Home / 通信バックナンバー / No.84(2017年夏) / 『第82回全国学校事故・事件を語る会』に参加して

『第82回全国学校事故・事件を語る会』に参加して

 今年の『全国学校事故・事件を語る会』は、『被害者・遺族から見た第三者委員会』というテーマで開催されました。学校で事故や事件が起きた時に、なぜ子どもがそのような事故や事件に巻き込まれたのか、本当のことを明らかにしない第三者委員会は、教育委員会の判断にお墨付きを与えるだけに過ぎず、被害者の権利と救済は蔑ろにされているのが現実です。被害者が事故・事件を受け止めて、将来に向けて一歩を踏み出すためにも、事実の究明と被害者支援が必要です。第三者委員会がそのような役割を果たすためにはどのようにすれば良いのか、私も考えていきたいと思います。

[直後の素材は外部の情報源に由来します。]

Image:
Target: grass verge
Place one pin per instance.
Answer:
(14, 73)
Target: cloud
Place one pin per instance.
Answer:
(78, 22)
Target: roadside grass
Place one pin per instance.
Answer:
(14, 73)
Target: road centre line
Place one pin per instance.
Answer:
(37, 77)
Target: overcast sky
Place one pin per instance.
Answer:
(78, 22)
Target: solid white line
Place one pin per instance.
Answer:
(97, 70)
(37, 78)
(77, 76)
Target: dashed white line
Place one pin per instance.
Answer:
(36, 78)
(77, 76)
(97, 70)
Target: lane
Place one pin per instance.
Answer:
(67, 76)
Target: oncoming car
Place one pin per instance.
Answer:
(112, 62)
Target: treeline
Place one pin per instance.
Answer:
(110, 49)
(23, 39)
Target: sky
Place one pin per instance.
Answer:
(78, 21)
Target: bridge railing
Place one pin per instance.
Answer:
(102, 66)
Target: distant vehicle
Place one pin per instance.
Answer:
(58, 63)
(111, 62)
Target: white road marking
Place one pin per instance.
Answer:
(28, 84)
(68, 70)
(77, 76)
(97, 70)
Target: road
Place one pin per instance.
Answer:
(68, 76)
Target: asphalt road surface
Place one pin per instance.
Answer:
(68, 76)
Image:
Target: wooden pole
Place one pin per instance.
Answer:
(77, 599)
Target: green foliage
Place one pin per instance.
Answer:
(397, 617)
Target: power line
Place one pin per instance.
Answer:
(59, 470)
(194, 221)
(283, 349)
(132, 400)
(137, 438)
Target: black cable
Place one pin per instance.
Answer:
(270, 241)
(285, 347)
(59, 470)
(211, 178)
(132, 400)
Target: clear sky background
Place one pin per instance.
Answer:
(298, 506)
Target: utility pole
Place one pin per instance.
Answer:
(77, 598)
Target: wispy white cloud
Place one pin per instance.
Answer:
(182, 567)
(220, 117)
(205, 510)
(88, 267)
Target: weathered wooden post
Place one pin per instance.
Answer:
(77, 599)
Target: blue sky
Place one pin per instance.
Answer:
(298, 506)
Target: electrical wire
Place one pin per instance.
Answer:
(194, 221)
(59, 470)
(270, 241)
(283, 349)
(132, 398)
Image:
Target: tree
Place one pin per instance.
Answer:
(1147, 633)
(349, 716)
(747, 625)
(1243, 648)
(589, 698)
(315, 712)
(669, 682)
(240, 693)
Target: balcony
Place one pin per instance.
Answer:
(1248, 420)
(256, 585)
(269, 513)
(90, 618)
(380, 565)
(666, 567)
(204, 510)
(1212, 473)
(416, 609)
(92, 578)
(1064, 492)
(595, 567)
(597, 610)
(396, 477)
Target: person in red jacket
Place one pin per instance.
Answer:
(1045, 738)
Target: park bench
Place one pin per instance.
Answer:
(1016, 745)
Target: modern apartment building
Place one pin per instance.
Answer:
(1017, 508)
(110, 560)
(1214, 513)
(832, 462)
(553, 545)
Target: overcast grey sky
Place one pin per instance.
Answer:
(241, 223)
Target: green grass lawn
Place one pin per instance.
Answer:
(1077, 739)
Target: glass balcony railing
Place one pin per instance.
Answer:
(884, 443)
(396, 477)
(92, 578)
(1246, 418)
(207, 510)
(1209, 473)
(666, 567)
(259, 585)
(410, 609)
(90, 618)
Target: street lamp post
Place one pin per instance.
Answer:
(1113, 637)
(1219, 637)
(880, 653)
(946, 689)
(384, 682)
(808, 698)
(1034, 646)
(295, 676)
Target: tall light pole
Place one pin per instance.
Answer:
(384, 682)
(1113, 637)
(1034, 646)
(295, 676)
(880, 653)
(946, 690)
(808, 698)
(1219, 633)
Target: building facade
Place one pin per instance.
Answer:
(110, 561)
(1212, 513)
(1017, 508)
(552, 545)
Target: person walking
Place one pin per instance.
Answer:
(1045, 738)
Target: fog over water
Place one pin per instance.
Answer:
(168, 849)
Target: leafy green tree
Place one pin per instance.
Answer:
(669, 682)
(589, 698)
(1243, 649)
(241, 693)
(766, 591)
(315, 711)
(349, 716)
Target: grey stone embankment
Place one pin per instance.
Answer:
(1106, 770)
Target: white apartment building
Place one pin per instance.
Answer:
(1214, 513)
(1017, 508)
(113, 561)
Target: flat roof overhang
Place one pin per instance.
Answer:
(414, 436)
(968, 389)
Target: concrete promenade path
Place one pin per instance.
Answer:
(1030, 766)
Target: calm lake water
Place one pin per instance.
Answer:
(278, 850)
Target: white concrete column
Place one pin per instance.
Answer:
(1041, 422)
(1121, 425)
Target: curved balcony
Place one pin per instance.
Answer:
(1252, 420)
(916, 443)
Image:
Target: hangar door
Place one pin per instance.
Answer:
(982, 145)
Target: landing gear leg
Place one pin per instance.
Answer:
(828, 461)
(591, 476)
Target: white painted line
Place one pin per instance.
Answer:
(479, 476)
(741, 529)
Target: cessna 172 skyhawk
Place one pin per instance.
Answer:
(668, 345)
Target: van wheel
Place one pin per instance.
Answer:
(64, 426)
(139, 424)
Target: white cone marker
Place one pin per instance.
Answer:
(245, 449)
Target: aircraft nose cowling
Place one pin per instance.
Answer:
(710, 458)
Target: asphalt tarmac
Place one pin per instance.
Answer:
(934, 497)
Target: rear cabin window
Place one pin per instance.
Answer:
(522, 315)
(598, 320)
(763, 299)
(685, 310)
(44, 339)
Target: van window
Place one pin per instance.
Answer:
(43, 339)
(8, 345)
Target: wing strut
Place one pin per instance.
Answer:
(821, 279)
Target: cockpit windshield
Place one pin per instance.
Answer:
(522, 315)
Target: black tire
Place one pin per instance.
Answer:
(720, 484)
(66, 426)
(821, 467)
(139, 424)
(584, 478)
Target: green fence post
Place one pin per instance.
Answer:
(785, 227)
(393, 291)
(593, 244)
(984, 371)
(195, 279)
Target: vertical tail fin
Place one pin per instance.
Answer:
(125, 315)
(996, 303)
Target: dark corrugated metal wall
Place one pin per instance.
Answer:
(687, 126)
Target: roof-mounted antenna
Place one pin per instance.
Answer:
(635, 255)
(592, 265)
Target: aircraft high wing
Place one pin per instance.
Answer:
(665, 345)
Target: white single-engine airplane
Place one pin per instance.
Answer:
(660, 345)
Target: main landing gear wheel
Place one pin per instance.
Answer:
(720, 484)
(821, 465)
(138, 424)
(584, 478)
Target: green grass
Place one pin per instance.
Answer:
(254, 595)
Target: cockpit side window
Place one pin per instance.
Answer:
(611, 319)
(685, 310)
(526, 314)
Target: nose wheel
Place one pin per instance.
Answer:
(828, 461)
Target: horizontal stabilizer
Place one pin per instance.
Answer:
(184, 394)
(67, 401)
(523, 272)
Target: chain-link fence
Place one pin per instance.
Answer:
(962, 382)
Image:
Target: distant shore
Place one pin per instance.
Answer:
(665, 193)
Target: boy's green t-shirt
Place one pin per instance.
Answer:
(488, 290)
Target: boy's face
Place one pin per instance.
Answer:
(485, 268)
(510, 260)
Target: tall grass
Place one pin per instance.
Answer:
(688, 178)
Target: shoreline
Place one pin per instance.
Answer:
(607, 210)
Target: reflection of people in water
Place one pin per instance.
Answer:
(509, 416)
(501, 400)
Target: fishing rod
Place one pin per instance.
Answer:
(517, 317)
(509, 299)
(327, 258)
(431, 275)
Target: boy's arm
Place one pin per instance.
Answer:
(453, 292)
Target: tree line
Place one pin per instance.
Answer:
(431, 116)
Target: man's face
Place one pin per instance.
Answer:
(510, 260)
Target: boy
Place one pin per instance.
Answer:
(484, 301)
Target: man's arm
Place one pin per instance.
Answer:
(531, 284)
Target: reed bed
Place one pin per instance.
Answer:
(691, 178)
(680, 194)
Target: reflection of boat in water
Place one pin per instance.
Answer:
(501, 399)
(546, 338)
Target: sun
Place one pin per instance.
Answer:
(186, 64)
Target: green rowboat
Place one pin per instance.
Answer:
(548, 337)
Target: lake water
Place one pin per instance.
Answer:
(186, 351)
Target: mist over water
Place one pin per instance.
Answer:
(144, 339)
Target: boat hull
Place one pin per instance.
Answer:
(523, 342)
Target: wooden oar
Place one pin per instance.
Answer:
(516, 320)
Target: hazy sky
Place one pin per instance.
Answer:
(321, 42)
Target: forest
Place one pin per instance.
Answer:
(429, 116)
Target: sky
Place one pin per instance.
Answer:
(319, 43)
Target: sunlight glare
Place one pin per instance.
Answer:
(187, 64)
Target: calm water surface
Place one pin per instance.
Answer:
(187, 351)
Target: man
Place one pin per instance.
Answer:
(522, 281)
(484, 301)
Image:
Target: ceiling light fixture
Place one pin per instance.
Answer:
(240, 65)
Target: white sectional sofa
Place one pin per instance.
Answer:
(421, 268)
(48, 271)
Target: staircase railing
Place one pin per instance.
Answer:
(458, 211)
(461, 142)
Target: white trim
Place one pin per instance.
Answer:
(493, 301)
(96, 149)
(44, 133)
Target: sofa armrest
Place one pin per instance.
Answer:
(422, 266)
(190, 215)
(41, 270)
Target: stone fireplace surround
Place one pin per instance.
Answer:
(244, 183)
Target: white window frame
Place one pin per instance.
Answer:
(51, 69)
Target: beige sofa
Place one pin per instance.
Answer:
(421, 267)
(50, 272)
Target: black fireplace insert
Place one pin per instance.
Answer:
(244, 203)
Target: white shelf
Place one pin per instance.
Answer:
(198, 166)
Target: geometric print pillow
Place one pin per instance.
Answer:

 交流会では、体育館での部活動で熱中症の後遺症のために現在も苦しんでおられる女子生徒が、搬送された病院で、血液検査で熱中症の診断の判断基準となる数値を下げるための薬を点滴で投与されたという話を聞きました。学校で起きた事故や事件は、学校や教育委員会だけでなく病院の医師さえも隠蔽に加担する時代になりました。このような方法を使って、事故の原因を持病にすり替えて学校や教育委員会の責任を回避しようとする例は氷山の一角なのでしょう。